Right now, Nash has to break this spell or else we are doomed.


----------



## xray (Feb 21, 2005)

Little guys get tired when they shoot a lot.


----------



## SirChaz (Feb 4, 2005)

bray1967 said:


> Little guys get tired when they shoot a lot.



But them doesn't scoring energize players?

All of the Mavs fans talk of Nash getting tired is wishful thinking.


----------



## xray (Feb 21, 2005)

SirChaz said:


> All of the Mavs fans talk of Nash getting tired is wishful thinking.


We've had him longer than you guys; and we knew one thing about Nash:

Springtime is breakdown time. :greatjob:


----------



## SirChaz (Feb 4, 2005)

bray1967 said:


> We've had him longer than you guys; and we knew one thing about Nash:
> 
> Springtime is breakdown time. :greatjob:



When he is asked to carry the team maybe so. That is not the case with the Suns. 

Same player, new season, new team, and a different situation. 

I have heard talk of Nash breaking down since December. We have yet to see it. I think the 8 days off did a lot of good. He said the other day he feels as good as he has felt all season.


----------



## sunsaz (Apr 18, 2005)

bray1967 said:


> We've had him longer than you guys; and we knew one thing about Nash:
> 
> Springtime is breakdown time. :greatjob:


Lack of faith in your fellow man. No wonder you guys never made the NBA Finals.

We will win this series.


----------



## Dissonance (Jul 21, 2004)

bray1967 said:


> We've had him longer than you guys; and we knew one thing about Nash:
> 
> Springtime is breakdown time. :greatjob:


Uh, if you havent noticed, he went for 27pts 17 assists in one game, and then 48 pts in another. Last 2 games to be exact. Yeah, he's breaking down. Not.


----------



## xray (Feb 21, 2005)

dissonance19 said:


> Uh, if you havent noticed, he went for 27pts 17 assists in one game, and then 48 pts in another. Last 2 games to be exact. Yeah, he's breaking down. Not.

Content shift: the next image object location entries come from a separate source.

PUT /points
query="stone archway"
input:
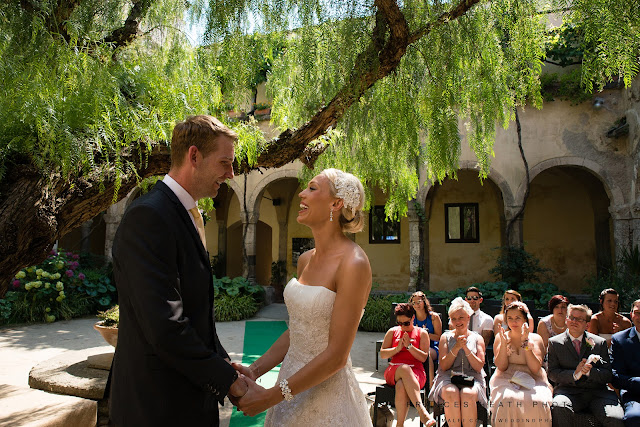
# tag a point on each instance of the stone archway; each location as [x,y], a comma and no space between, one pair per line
[442,269]
[567,223]
[613,191]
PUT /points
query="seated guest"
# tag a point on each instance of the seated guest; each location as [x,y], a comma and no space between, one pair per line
[556,322]
[508,297]
[625,363]
[428,319]
[608,321]
[581,386]
[480,321]
[519,353]
[459,383]
[407,346]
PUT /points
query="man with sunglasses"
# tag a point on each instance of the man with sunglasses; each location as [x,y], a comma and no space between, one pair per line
[480,321]
[581,386]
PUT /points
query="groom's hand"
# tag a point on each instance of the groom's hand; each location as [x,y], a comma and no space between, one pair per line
[244,370]
[238,389]
[256,399]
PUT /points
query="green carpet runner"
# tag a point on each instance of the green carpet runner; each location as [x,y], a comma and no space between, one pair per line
[258,337]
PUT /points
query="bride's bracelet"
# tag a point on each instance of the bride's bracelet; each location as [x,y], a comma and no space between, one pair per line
[286,391]
[254,369]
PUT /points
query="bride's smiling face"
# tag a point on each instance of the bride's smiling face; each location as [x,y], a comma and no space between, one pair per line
[316,202]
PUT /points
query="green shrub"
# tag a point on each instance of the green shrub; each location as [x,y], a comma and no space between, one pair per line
[5,310]
[625,279]
[514,265]
[58,288]
[110,317]
[376,314]
[234,307]
[238,286]
[377,311]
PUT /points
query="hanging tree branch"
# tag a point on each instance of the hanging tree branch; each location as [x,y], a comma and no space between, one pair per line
[377,61]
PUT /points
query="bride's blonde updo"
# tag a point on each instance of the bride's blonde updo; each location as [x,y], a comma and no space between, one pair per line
[347,187]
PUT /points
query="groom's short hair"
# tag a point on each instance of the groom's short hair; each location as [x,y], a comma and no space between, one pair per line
[201,131]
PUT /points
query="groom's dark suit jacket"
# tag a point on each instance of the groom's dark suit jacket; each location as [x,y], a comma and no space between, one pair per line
[169,367]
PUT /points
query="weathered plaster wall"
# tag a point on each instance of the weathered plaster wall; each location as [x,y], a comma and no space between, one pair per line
[389,261]
[454,265]
[559,228]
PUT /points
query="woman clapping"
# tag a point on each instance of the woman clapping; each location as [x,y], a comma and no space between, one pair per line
[408,347]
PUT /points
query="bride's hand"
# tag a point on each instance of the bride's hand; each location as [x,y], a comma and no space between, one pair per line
[245,370]
[256,400]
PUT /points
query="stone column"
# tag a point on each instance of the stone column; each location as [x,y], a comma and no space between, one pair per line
[86,228]
[626,232]
[222,242]
[515,233]
[250,231]
[414,248]
[112,219]
[283,235]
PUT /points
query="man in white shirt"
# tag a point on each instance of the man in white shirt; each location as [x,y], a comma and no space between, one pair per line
[480,321]
[581,386]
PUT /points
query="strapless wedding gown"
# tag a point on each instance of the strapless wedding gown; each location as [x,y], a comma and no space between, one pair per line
[338,401]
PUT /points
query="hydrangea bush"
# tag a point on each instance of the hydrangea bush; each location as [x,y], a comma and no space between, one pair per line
[58,288]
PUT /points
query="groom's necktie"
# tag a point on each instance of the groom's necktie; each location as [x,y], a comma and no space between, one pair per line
[576,345]
[199,224]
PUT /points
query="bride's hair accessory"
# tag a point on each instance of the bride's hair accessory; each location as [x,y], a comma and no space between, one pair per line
[348,191]
[346,186]
[286,391]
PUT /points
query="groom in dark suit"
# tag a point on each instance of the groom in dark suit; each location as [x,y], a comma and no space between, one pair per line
[581,386]
[625,353]
[169,368]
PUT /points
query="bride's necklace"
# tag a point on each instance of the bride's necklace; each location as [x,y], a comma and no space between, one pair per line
[553,323]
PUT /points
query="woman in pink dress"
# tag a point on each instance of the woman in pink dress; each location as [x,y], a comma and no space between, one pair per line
[408,348]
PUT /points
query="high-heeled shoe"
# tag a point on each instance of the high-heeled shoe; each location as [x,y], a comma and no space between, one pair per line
[425,418]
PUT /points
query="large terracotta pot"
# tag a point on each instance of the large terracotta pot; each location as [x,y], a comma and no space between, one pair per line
[109,333]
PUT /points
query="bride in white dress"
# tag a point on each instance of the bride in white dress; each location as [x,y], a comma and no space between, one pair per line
[316,385]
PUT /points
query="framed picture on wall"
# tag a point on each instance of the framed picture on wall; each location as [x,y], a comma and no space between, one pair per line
[300,245]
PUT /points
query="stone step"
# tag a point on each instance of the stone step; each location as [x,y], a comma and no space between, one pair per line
[23,406]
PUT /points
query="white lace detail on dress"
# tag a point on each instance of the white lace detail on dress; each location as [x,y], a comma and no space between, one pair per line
[338,401]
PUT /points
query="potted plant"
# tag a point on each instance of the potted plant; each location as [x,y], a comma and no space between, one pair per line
[108,324]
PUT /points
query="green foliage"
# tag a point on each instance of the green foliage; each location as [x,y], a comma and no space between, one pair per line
[5,310]
[218,265]
[625,279]
[72,105]
[566,86]
[564,45]
[110,317]
[515,265]
[377,311]
[58,288]
[230,308]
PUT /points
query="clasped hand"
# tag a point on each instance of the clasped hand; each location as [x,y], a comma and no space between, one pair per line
[583,367]
[255,399]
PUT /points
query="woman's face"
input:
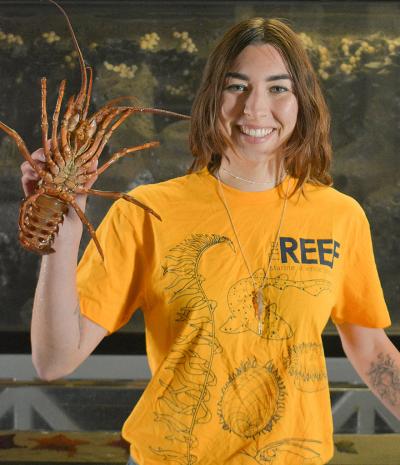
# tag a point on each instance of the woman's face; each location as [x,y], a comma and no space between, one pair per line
[259,108]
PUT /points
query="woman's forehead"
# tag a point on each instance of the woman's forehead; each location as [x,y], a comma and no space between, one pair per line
[259,59]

OK, I'll back off that sentiment. You've got to figure he's turned his game up for many reasons - to get in Cuban's craw, and play as well as possible for his new team, new family, and new $$.

But I'm watching like everyone else. If there is any effect from heavy minutes in a long series, Nash will have to be a warrior greater than the others, because of the nature of his game. He's the MVP - not necessarily because he runs and jumps faster and higher - but because he expends so much energy.

The Mavs may not live past this round, but can Nash, or any of the Suns starters, maintain another month like this ?


----------



## jibikao (Nov 14, 2004)

In previous years, Nash broke down... and by definition that means Nash couldn't shoot that well and he looked tired? 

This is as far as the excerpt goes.